Il triangolo drammatico: salvatore, vittima, persecutore

Stephen Karpman ha descritto questa dinamica nel suo "triangolo drammatico", dove i ruoli di Salvatore, Vittima e Persecutore si alternano in modo inconsapevole. Chi parte con l'intento di "salvare" l'altro può ritrovarsi rapidamente nel ruolo di Vittima, accusato di non aver fatto abbastanza. L'altro, invece di esprimere gratitudine, assume il ruolo del Persecutore, alimentando un circolo vizioso di frustrazione e risentimento.

Chi aiuta: tra altruismo e bisogno di valore

Chi offre aiuto spesso lo fa con intenzioni sincere. Ma non sempre consapevole delle motivazioni più profonde che lo muovono. In molti casi, l'aiuto diventa una strategia relazionale appresa: un modo per sentirsi utili, indispensabili, amabili. Winnicott parlava della "falsa compiacenza" come adattamento precoce: il bambino impara a essere ciò che l'altro si aspetta, rinunciando al proprio sentire autentico. In età adulta, questo può tradursi in un'identità costruita sull'accudimento dell'altro. Aiutare diventa allora un modo per ottenere approvazione, sentirsi "buoni", per evitare il rifiuto. Ma quando l'altro non risponde come sperato, il senso di frustrazione è inevitabile si attiva un copione relazionale in cui il valore personale è legato alla capacità di essere utile.

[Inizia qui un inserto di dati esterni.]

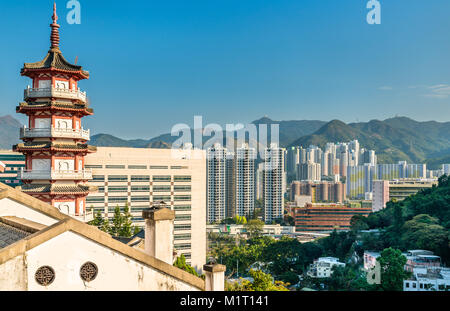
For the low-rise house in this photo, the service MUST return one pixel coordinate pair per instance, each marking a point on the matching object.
(322, 267)
(428, 279)
(421, 259)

Chi svaluta: difese, rabbia e paura della dipendenza

Dall'altra parte, chi riceve l'aiuto può reagire con chiusura, svalutazione o aggressività. Perché? Spesso l'aiuto viene vissuto come un' invasione, un giudizio implicito ("non sei capace da solo"), o una minaccia all'autonomia. In alcuni casi, la svalutazione è una difesa narcisistica: rifiuto l'aiuto per non sentirmi debole, per non dover riconoscere un bisogno che mi fa vergognare. Altre volte, chi svaluta ha interiorizzato un modello relazionale in cui la dipendenza è pericolosa, e quindi reagisce con rabbia a ogni gesto di cura. L'aiuto viene percepito come un tentativo di controllo, e la gratitudine lascia spazio alla resistenza.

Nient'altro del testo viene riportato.